The Rock Dove (Columba livia), or feral pigeon, is a member of the family Columbidae, Doves and Pigeons. In common usage, this bird is often simply referred to as the "pigeon". The British Ornithologists' Union and the American Ornithologists' Union have changed the official English name of the bird in their regions to Rock Pigeon.
The Rock Dove has a restricted natural resident range in western and southern Europe, North Africa and into southwest Asia. Its habitat is natural cliffs, usually on coasts. Its domesticated form, the feral pigeon, has been widely introduced elsewhere, and is common, especially in cities, over much of the world. In Britain and Ireland, the Rock Dove probably only occurs pure in the most remote areas.
The white lower back of the pure Rock Dove is its best identification character, but the two black bars on its pale grey wings are distinct. The tail is margined with white. It is strong and quick on the wing, dashing out from the sea caves, flying low over the water, its white rump showing well from above.

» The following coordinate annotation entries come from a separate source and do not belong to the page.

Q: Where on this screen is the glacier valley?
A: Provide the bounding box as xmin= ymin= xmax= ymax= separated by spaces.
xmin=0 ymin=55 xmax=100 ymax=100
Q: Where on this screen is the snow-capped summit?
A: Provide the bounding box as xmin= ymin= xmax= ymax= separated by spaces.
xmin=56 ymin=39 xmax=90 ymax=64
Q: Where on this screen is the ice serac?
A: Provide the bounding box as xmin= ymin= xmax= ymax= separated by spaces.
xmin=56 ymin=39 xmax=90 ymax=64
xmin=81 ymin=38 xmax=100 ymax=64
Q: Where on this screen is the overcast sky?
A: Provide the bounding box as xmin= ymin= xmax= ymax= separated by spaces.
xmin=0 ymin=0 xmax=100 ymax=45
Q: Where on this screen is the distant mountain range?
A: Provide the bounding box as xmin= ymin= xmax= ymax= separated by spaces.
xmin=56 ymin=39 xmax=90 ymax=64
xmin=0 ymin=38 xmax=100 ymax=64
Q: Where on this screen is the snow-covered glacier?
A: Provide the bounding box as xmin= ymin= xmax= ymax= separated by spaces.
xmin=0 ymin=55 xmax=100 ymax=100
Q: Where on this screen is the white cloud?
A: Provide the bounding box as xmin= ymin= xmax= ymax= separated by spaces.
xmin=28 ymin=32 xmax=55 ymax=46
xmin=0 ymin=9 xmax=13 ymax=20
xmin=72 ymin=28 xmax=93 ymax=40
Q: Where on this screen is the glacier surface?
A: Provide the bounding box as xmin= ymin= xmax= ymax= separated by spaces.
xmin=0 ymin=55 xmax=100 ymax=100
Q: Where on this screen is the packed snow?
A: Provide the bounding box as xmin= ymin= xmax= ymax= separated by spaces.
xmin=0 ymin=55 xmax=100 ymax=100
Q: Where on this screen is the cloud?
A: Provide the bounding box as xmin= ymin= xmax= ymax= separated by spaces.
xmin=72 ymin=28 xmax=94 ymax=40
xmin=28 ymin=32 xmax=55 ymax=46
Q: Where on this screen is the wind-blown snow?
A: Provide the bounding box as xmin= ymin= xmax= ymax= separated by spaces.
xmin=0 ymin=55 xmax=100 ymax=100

The head and neck of the mature bird are a darker blue-grey than the back and wings; the lower back is white. The green and lilac or purple patch on the side of the neck is larger than that of the Stock Dove, and the tail is more distinctly banded. Young birds show little lustre and are duller.
Little parties will circle over the sea and the cliff tops, when the white under wing is equally conspicuous. In its flight, behaviour, and voice, which is more of a dovecot coo than the phrase of the Wood Pigeon, it is a typical pigeon. Though fields are visited for grain and green food, it is nowhere so plentiful as to be a pest. Like other pigeons it often drinks.

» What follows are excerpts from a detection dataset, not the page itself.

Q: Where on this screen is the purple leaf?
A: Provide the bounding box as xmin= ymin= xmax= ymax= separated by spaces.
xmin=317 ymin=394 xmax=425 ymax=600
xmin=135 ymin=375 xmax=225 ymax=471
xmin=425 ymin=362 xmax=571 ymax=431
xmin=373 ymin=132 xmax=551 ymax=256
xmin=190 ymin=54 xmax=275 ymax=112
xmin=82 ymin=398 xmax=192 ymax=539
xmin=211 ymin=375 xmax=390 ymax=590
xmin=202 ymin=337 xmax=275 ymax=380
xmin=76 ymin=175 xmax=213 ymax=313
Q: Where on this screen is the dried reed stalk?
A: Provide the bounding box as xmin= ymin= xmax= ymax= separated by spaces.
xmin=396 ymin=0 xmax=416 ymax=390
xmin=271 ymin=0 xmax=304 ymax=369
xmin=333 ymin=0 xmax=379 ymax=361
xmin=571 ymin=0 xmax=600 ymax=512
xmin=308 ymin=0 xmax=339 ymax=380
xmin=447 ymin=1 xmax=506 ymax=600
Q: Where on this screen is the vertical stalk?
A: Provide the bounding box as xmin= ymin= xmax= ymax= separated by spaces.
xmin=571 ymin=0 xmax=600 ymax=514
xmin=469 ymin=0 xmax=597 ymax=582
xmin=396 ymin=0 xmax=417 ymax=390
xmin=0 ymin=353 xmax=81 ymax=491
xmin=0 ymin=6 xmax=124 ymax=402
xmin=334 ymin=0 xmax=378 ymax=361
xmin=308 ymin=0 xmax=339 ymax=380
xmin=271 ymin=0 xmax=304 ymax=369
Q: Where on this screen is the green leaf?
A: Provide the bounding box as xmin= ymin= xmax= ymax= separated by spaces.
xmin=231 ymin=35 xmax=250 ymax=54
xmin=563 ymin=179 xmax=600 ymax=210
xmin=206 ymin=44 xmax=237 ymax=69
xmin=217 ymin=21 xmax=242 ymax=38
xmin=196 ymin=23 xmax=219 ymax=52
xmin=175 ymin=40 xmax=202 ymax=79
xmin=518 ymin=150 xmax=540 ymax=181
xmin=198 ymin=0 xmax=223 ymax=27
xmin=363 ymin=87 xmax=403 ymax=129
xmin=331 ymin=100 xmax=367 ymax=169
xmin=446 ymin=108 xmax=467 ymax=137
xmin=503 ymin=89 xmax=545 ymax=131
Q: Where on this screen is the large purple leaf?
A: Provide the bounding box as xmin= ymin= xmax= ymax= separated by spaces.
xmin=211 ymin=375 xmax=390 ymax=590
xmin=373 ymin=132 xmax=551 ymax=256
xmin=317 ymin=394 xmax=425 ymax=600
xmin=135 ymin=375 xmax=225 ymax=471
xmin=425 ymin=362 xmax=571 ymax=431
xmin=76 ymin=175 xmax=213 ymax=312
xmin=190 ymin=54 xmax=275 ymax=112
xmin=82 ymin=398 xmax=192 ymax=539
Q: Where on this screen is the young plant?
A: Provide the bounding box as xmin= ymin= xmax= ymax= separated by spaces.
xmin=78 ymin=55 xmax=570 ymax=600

The bowing courtship, when the metallic lustre of the neck is fully displayed, often takes place on ledges where Guillemots and Razorbills sit.
Urban feral Rock Dove nest with two nestlings approximately 10 days after hatching.
The nest is usually on a ledge in a cave; it is a slight structure of grass, heather, or seaweed. Like all pigeons it lays two white eggs. The eggs are incubated by both parents for about 18 days.
The nestling has pale yellow down and a flesh coloured bill with a dark band. It is tended and fed on "milk" like other doves. The fledging period is 30 days.
Rock Doves have been domesticated for several thousand years, giving rise to the domestic pigeon. Trained domestic pigeons are able to return to the home loft if released at a location that they have never visited before and that may be up to 1000 km away. A special breed, called homing pigeons has been developed through selective breeding to carry messages and members of this variety of pigeon are still being used in pigeon racing.
Pigeons are also bred for meat and by fanciers to develop many exotic forms. Among those forms are the carrier pigeons, a variety of pigeon with wattles and a unique, almost vertical, stance. (Pictures)
Pigeons' extraordinary navigation abilities are in part due to the fact that they are able to sense the Earth's magnetic field with tiny magnetic tissues in their head. This is all the more surprising as they are not a migratory species.
Many domestic birds have escaped or been released over the years, and have given rise to the feral pigeon. These show a variety of plumages, although some look very like the pure Rock Doves. The scarcity of the pure wild species is due to interbreeding with feral birds.
Domestic pigeons are commonly used in laboratory experiments in biology, medicine and cognitive science. They have been trained to distinguish between cubist and impressionist paintings, for instance. In another project, pigeons were shown to be more effective than humans in spotting shipwreck victims at sea. Current (2004) research in pigeons is widespread, encompassing shape and texture perception, exemplar and prototype memory, category-based and associative concepts, and many more unlisted here. (See Pigeon intelligence and discrimination abilities of pigeons.)
Feral pigeons in cities
Feral pigeons, also called city doves or city pigeons, find the ledges of high buildings a perfect substitute for sea cliffs, and have become abundant in cities all over the world. Some city squares are famous for them, for example:
In some cities feeding them is forbidden because of the pollution they cause and the danger that they spread diseases. Some fences and ledges of buildings are equipped with special vertical wires etc. to discourage pigeons from staying there.